Dust Dynamics in a Gravitationally Unstable Disc

The Role of Drag and Gravity on Dust Concentration in a Gravitationally Unstable Disc

Sahl Rowther, Rebecca Nealon, Farzana Meru, James Wurster, Hossam Aly, Richard Alexander, Ken Rice, Richard A. Booth

Abstract

We carry out three dimensional smoothed particle hydrodynamics simulations to study the role of gravitational and drag forces on the concentration of large dust grains (St > 1) in the spiral arms of gravitationally unstable protoplanetary discs, and the resulting implications for planet formation.

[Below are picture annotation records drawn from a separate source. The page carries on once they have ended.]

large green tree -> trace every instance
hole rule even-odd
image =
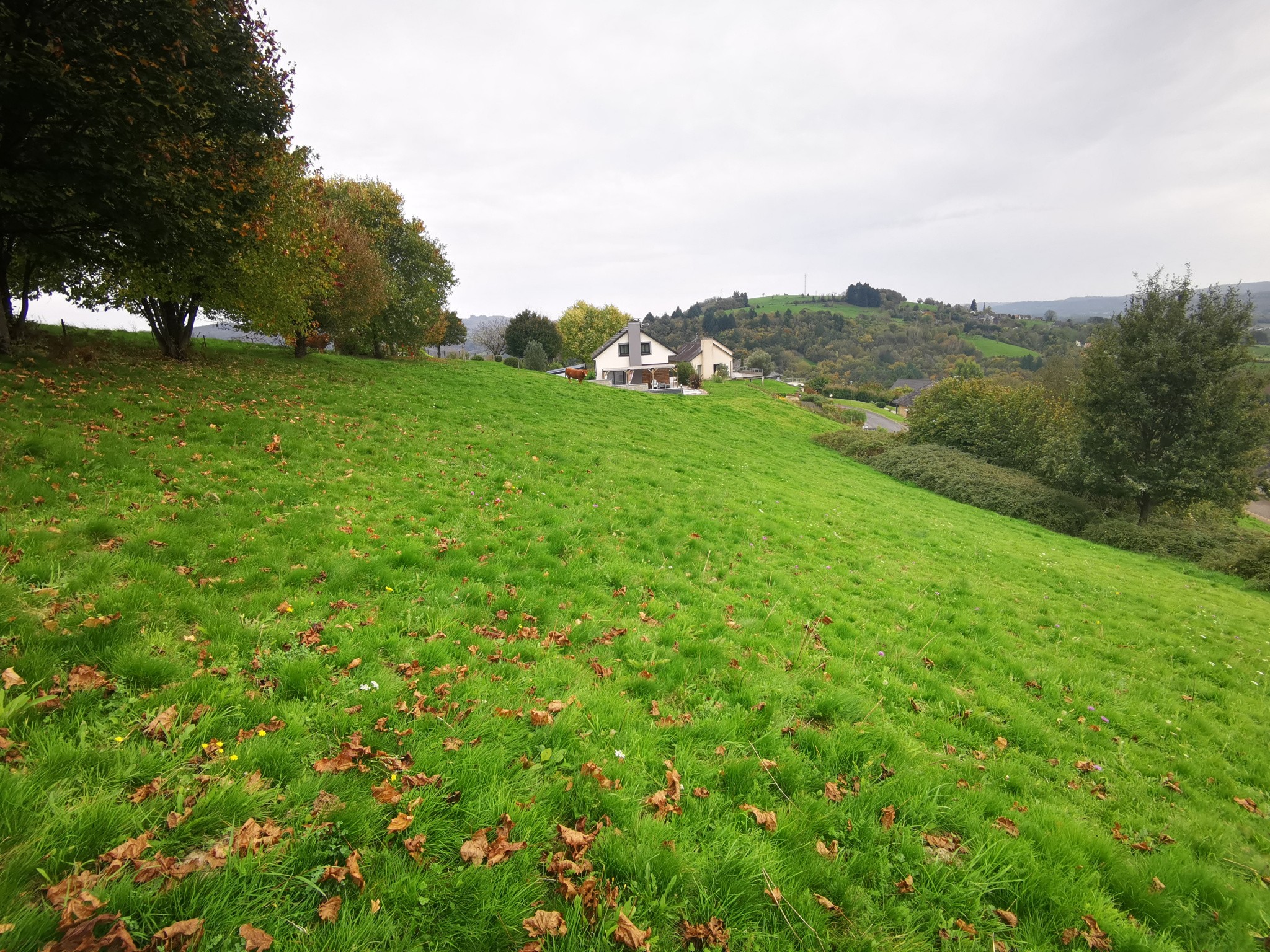
[[[81,297],[145,315],[184,357],[286,149],[273,34],[243,0],[32,0],[0,18],[0,273],[61,259]]]
[[[631,320],[634,319],[616,305],[601,307],[575,301],[560,315],[556,325],[564,343],[565,358],[589,363],[596,349]]]
[[[222,310],[239,326],[292,340],[296,357],[304,357],[319,325],[315,311],[334,297],[344,269],[323,183],[310,175],[306,150],[274,161],[268,202],[249,237],[226,270]]]
[[[525,349],[531,340],[542,345],[549,360],[559,357],[564,347],[555,321],[536,311],[525,310],[507,325],[507,353],[512,357],[525,357]]]
[[[347,353],[381,358],[398,348],[433,345],[428,331],[443,319],[456,283],[444,246],[428,235],[422,221],[405,217],[400,193],[382,182],[331,179],[326,193],[337,216],[370,235],[386,277],[384,307],[364,327],[343,331],[337,345]]]
[[[1097,489],[1132,499],[1146,523],[1162,503],[1238,504],[1265,461],[1270,416],[1250,372],[1252,302],[1156,272],[1091,336],[1077,405]]]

We find that both drag and gravity play an important role in the evolution of large dust grains. If we include both, grains that would otherwise be partially decoupled will become well coupled and trace the spirals. For the dust grains most influenced by drag (with Stokes numbers near unity), the dust disc quickly becomes gravitationally unstable and rapidly forms clumps with masses between 0.15 - 6 Earth masses. A large fraction of clumps are below the threshold where runaway gas accretion can occur. However, if dust self-gravity is neglected, the dust is unable to form clumps, despite still becoming trapped in the gas spirals. When large dust grains are unable to feel either gas gravity or drag, the dust is unable to trace the gas spirals. Hence, full physics is needed to properly simulate dust in gravitationally unstable discs.

Dust trapping of large grains in spiral arms of discs stable to gas fragmentation could explain planet formation in very young discs by a population of planetesimals formed due to the combined roles of drag and gravity in the earliest stages of a disc's evolution. Furthermore, it highlights that gravitationally unstable discs are not just important for forming gas giants quickly, it can also rapidly form Earth mass bodies.

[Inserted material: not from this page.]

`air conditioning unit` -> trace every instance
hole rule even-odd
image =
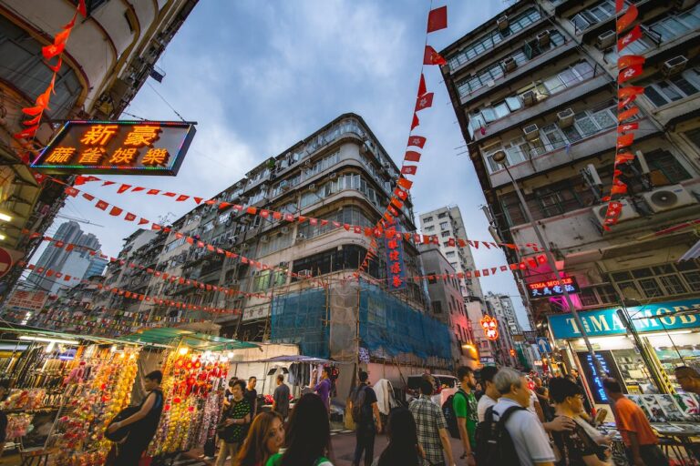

Testing the Impact of Different Physics

The spiral arms in a gravitationally unstable protoplanetary disc are regions of both pressure maxima and gravitational potential minima. Thus, both the drag and gravitational force can influence the motion of dust.

To investigate the role of drag and gravity on the dust dynamics, we perform four simulations with different physics. The evolution of the dust in each simulation is shown in Figure 1 and described below.

Full Physics (top left) - The dust feels the drag force, and the gravitational force due to the gas and dust. The dust rapidly drifts towards and concentrates in the spiral arms, eventually forming gravitationally bound clumps.
No Dust Self-Gravity (top right) - The dust no longer feels the gravity of other dust particles. The evolution of the dust is similar to the Full Physics simulation, except the dust can no longer clump together.
Drag Only (bottom left) - The dust only feels the drag force. The absence of gravity prevents the dust from tracing the gas spiral arms as before.
Gravity Only (bottom right) - The dust only feels the gravity of gas and dust. Although the dust initially forms spiral structures, the absence of the drag force causes the dust to quickly decouple from the gas resulting in a smooth dust disc.

Neither drag nor gravity on their own is enough to trap dust. Their combined influence is necessary for the dust to become trapped in the gas spirals.

Figure 1: The evolution of large dust grains (St ~ 4) in a gravitationally unstable disc. Each panel shows the same simulation setup. The only difference between the four panels is the physics.

Rapid Formation of Earth-Mass Clumps

The results presented here show that planet formation through gravitational instability may not be limited to just giant planets.

The spiral arms of gravitationally unstable discs provide conditions that favour dust concentration which rapidly collapses to form numerous Earth mass clumps. The mass distribution of the clumps formed in the Full Physics simulation is shown in Figure 2.

The short timescale at which the Earth mass clumps form could help explain how some of the observed discs exhibit ring & gap structure (often associated with evidence of planet formation) despite being less than a million years old.